The film offers us the story of a young woman, Adaline Bowman (Blake Lively), born on New Year’s Day in San Francisco in 1908, who loses the ability to age after a freak car accident and lightning strike. (Cutely verbose narration informs us that the specific scientific phenomenon that explains this won’t be discovered until 2035.) So, Adaline remains in her late 20s, even as the world advances around her.
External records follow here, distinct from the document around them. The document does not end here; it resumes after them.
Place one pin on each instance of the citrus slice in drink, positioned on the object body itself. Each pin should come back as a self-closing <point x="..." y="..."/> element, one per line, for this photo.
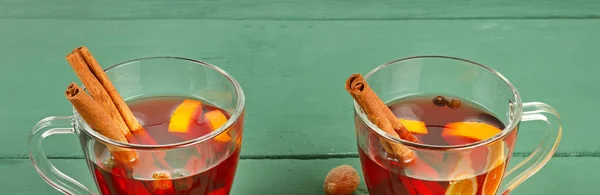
<point x="414" y="126"/>
<point x="463" y="177"/>
<point x="465" y="186"/>
<point x="493" y="179"/>
<point x="472" y="130"/>
<point x="183" y="115"/>
<point x="218" y="119"/>
<point x="495" y="165"/>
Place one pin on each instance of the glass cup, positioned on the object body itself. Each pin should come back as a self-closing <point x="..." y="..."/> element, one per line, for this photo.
<point x="213" y="171"/>
<point x="471" y="168"/>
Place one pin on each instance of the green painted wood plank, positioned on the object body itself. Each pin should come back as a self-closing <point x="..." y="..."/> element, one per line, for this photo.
<point x="298" y="10"/>
<point x="287" y="113"/>
<point x="560" y="176"/>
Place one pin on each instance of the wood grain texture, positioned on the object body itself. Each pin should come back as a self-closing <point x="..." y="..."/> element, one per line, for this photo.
<point x="299" y="10"/>
<point x="300" y="177"/>
<point x="552" y="61"/>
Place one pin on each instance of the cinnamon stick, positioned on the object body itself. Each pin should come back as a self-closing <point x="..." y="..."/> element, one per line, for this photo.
<point x="380" y="115"/>
<point x="96" y="90"/>
<point x="99" y="120"/>
<point x="91" y="74"/>
<point x="118" y="101"/>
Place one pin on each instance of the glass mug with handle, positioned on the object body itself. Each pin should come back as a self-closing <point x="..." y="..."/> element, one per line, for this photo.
<point x="202" y="160"/>
<point x="466" y="117"/>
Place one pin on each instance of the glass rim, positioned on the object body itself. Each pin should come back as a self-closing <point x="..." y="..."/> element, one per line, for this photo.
<point x="235" y="116"/>
<point x="513" y="120"/>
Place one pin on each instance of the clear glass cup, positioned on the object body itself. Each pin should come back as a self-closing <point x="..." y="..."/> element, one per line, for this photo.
<point x="144" y="78"/>
<point x="456" y="167"/>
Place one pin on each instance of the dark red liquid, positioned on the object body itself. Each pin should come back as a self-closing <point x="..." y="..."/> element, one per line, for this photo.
<point x="385" y="176"/>
<point x="180" y="172"/>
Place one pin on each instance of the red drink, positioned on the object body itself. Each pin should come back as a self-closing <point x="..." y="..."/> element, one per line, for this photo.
<point x="477" y="171"/>
<point x="201" y="169"/>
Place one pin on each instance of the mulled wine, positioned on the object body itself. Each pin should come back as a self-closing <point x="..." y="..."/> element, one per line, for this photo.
<point x="204" y="169"/>
<point x="440" y="121"/>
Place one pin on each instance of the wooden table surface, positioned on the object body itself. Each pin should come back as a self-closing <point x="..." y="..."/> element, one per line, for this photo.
<point x="297" y="129"/>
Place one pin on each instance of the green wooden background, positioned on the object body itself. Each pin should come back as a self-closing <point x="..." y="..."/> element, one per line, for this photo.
<point x="547" y="48"/>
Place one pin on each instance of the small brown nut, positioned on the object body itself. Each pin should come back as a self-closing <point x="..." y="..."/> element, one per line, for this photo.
<point x="341" y="180"/>
<point x="453" y="104"/>
<point x="440" y="101"/>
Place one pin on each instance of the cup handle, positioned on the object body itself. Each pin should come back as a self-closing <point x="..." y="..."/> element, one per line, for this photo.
<point x="535" y="111"/>
<point x="46" y="127"/>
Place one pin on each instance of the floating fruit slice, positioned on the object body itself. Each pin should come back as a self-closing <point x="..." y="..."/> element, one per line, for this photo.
<point x="218" y="119"/>
<point x="183" y="115"/>
<point x="467" y="186"/>
<point x="493" y="179"/>
<point x="414" y="126"/>
<point x="473" y="130"/>
<point x="495" y="165"/>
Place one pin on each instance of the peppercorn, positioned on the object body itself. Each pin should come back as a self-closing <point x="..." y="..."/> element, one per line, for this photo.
<point x="440" y="101"/>
<point x="453" y="104"/>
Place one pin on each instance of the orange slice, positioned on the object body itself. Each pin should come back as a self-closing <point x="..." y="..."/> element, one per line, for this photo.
<point x="218" y="119"/>
<point x="414" y="126"/>
<point x="473" y="130"/>
<point x="495" y="165"/>
<point x="493" y="179"/>
<point x="184" y="113"/>
<point x="467" y="186"/>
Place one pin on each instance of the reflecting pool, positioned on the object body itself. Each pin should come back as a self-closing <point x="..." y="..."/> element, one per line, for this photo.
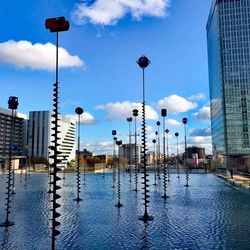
<point x="211" y="214"/>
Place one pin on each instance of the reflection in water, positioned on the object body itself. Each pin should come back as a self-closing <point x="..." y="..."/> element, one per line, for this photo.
<point x="208" y="215"/>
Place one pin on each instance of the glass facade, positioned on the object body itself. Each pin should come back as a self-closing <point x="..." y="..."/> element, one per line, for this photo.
<point x="228" y="38"/>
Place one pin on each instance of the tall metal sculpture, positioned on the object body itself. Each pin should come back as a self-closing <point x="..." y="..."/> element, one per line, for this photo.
<point x="177" y="155"/>
<point x="55" y="25"/>
<point x="78" y="111"/>
<point x="143" y="62"/>
<point x="154" y="142"/>
<point x="135" y="114"/>
<point x="114" y="160"/>
<point x="158" y="151"/>
<point x="168" y="166"/>
<point x="184" y="121"/>
<point x="164" y="114"/>
<point x="13" y="104"/>
<point x="129" y="120"/>
<point x="119" y="143"/>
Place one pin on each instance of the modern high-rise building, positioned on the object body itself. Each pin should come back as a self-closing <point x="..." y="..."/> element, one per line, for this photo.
<point x="228" y="39"/>
<point x="39" y="136"/>
<point x="19" y="131"/>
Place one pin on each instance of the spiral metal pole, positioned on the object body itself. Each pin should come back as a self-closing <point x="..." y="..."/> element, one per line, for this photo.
<point x="136" y="159"/>
<point x="186" y="164"/>
<point x="55" y="153"/>
<point x="78" y="181"/>
<point x="114" y="164"/>
<point x="164" y="162"/>
<point x="145" y="181"/>
<point x="118" y="181"/>
<point x="9" y="183"/>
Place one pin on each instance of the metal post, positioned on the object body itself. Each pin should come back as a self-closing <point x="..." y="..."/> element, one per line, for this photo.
<point x="135" y="114"/>
<point x="143" y="62"/>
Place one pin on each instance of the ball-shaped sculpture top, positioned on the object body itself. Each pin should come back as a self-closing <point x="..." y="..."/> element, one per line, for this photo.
<point x="13" y="102"/>
<point x="163" y="112"/>
<point x="79" y="110"/>
<point x="129" y="119"/>
<point x="119" y="143"/>
<point x="143" y="62"/>
<point x="135" y="112"/>
<point x="184" y="120"/>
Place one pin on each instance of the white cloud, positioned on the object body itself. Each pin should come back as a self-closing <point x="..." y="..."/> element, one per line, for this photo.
<point x="173" y="123"/>
<point x="203" y="114"/>
<point x="100" y="147"/>
<point x="24" y="54"/>
<point x="109" y="12"/>
<point x="176" y="104"/>
<point x="197" y="97"/>
<point x="124" y="110"/>
<point x="85" y="118"/>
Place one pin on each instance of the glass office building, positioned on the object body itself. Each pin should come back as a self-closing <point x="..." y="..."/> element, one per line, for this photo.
<point x="228" y="39"/>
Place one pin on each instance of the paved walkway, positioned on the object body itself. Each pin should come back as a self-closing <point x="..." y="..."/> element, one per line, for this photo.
<point x="237" y="180"/>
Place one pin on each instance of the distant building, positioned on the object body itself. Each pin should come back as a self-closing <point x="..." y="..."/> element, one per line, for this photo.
<point x="39" y="136"/>
<point x="228" y="36"/>
<point x="128" y="151"/>
<point x="19" y="131"/>
<point x="200" y="152"/>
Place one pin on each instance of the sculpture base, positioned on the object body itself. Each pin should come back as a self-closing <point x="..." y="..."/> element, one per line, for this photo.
<point x="118" y="205"/>
<point x="78" y="199"/>
<point x="146" y="217"/>
<point x="7" y="224"/>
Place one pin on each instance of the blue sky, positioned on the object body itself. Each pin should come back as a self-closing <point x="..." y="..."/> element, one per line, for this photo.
<point x="98" y="69"/>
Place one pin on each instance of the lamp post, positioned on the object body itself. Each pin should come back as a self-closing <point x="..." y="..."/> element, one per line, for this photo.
<point x="154" y="141"/>
<point x="164" y="114"/>
<point x="57" y="25"/>
<point x="158" y="150"/>
<point x="184" y="121"/>
<point x="114" y="155"/>
<point x="78" y="111"/>
<point x="129" y="120"/>
<point x="177" y="155"/>
<point x="13" y="104"/>
<point x="143" y="62"/>
<point x="168" y="167"/>
<point x="119" y="143"/>
<point x="135" y="114"/>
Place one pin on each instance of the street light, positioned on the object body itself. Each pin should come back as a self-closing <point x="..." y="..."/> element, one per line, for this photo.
<point x="158" y="150"/>
<point x="143" y="62"/>
<point x="114" y="155"/>
<point x="154" y="141"/>
<point x="135" y="114"/>
<point x="177" y="154"/>
<point x="57" y="25"/>
<point x="119" y="143"/>
<point x="78" y="111"/>
<point x="184" y="121"/>
<point x="168" y="167"/>
<point x="13" y="104"/>
<point x="164" y="114"/>
<point x="129" y="120"/>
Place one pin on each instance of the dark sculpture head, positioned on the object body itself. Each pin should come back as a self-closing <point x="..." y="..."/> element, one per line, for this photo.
<point x="135" y="112"/>
<point x="143" y="62"/>
<point x="184" y="120"/>
<point x="13" y="102"/>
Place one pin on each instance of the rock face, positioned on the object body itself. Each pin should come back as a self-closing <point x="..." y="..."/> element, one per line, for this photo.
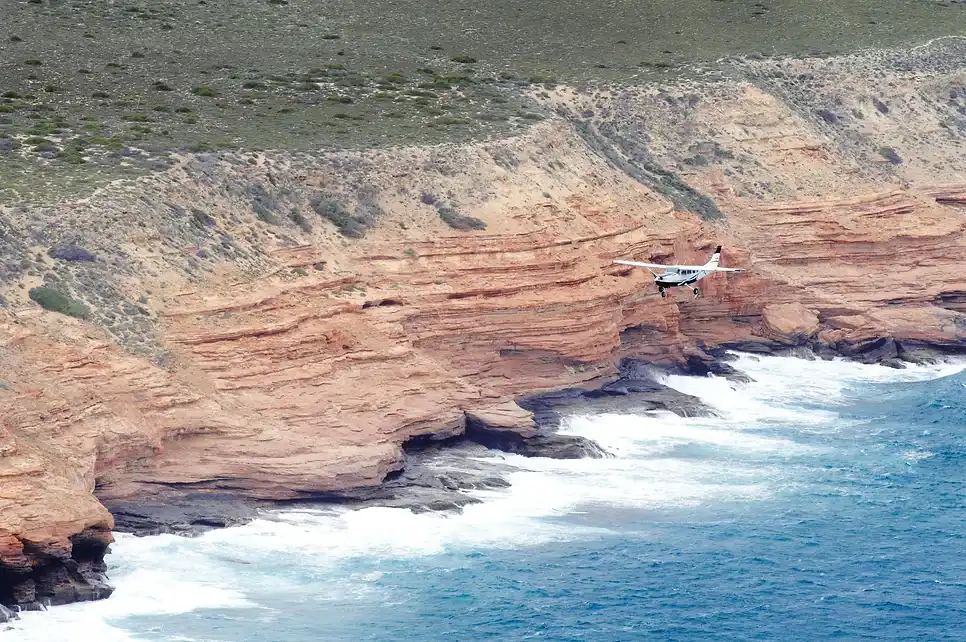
<point x="234" y="348"/>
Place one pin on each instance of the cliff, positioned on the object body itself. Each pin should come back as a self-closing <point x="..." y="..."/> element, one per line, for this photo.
<point x="273" y="326"/>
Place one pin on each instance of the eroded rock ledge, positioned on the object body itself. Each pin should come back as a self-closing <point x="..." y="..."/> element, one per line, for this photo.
<point x="232" y="349"/>
<point x="36" y="575"/>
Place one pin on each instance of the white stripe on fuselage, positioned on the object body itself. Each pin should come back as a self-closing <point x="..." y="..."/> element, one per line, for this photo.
<point x="676" y="278"/>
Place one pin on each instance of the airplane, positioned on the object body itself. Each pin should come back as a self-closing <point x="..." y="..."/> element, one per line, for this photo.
<point x="675" y="276"/>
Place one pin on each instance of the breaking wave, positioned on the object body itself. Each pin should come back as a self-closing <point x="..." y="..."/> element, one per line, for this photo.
<point x="772" y="439"/>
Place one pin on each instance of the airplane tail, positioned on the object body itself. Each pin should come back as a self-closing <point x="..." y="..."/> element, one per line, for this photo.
<point x="715" y="258"/>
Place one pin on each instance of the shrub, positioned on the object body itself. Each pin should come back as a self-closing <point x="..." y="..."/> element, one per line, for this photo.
<point x="52" y="300"/>
<point x="296" y="217"/>
<point x="890" y="155"/>
<point x="334" y="211"/>
<point x="71" y="252"/>
<point x="458" y="221"/>
<point x="202" y="219"/>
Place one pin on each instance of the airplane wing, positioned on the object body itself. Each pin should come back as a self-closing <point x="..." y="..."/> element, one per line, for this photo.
<point x="679" y="267"/>
<point x="669" y="267"/>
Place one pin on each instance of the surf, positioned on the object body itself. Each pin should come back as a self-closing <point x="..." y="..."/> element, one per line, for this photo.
<point x="769" y="440"/>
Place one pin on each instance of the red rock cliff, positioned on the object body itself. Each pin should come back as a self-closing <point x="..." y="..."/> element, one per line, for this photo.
<point x="268" y="356"/>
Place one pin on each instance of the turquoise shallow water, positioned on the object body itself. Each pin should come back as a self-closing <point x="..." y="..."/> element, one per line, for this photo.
<point x="826" y="502"/>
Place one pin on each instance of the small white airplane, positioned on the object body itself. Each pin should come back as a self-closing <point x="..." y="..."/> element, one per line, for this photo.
<point x="675" y="276"/>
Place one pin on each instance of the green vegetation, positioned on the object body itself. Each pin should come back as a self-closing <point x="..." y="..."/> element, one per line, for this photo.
<point x="459" y="221"/>
<point x="211" y="72"/>
<point x="51" y="299"/>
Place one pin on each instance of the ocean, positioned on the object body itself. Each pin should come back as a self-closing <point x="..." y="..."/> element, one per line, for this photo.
<point x="827" y="500"/>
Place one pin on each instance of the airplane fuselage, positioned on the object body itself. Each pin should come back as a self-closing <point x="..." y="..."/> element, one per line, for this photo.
<point x="680" y="278"/>
<point x="675" y="276"/>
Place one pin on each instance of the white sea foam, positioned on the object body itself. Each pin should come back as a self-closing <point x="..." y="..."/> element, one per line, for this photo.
<point x="660" y="461"/>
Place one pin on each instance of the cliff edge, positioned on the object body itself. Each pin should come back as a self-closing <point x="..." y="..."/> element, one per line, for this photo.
<point x="276" y="326"/>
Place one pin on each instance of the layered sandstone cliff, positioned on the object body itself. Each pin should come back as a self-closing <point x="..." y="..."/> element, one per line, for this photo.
<point x="237" y="344"/>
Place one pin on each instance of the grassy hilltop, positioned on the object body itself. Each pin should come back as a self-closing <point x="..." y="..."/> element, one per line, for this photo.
<point x="92" y="90"/>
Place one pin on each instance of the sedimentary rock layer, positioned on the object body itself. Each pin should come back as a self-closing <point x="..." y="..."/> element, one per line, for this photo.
<point x="237" y="345"/>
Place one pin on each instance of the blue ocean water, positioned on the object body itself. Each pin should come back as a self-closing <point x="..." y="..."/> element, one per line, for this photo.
<point x="827" y="501"/>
That causes more problems than you might think: She can’t get too attached to her lovers, or even her friends; she has to change her name and identity every few years; ex-classmates, now a lot older, recognize her and freak out; in the 1950s, the FBI starts to hound her because they think she might be a spy; she has an album filled with photos of pet pooches that have died; her daughter grows up to become an old woman, played by Ellen Burstyn. The good news is she can’t die, she’ll always be harrowingly beautiful, and she’s owned stock in Xerox since the company’s inception. (“I’m patient,†we see her telling her banker, in flashback.)
But the film wants to be a breathless romance, and so most of it is set in the present day, when Adaline, now called Jenny and working for the San Francisco city archive, is wooed by a hunky, rich, soulful playboy named Ellis (played by Game of Thrones and Orphan Black’s Michiel Huisman). Our heroine resists his advances, but he’s too perfect; he even shares her interest in forgotten San Francisco history. Then, he takes her home to meet his parents — and dad (Harrison Ford) turns out to be one of Adaline’s brokenhearted former lovers. The moment where this seemingly content, aging family man sees his lost love again — as fresh and beautiful as the day he met her — is probably the film’s most exciting, beautiful scene; we forget how good Harrison Ford can be at being bewildered.
But the romance between Huisman and Lively is supposed to be the central attraction here, and while they are both supremely attractive, it’s hard to buy them as a couple — in part, because their interactions turn mostly on Adaline/Jenny’s withholding nature. It’s baked into the plot that these two characters can’t really get to know each other, at least at first. So their ensuing romance feels more like narrative convenience than anything else. They go through the motions of affection, and they look great doing it, but we don’t really feel anything.
Still, there’s so much in Age of Adaline that works that you almost want to cut it some slack for the stuff that doesn’t. Lively brings real poise and depth to a tough character: Her cool, calm delivery betrays years spent masking inner hurt. (I was reminded of Robin Wright’s chilly but vulnerable Claire Underwood in House of Cards.) Ford is better than he’s been in ages, and it’s nice to have him back; it’s nice to see him smile again. Director Lee Toland Krieger, whose previous films The Vicious Kind and Celeste & Jesse Forever displayed both an elegant sense of atmosphere and focused performances, has fun jumping among the decades, and he does a solid job keeping the tone just playful enough that we don’t ask too too many questions of the silly premise. But The Age of Adaline has a fundamental weakness: The tepid romance is supposed to structure everything else, so the film feels disjointed — a series of good, sometimes even great scenes in search of an organizing principle. You walk out of the film pleased, but unmoved.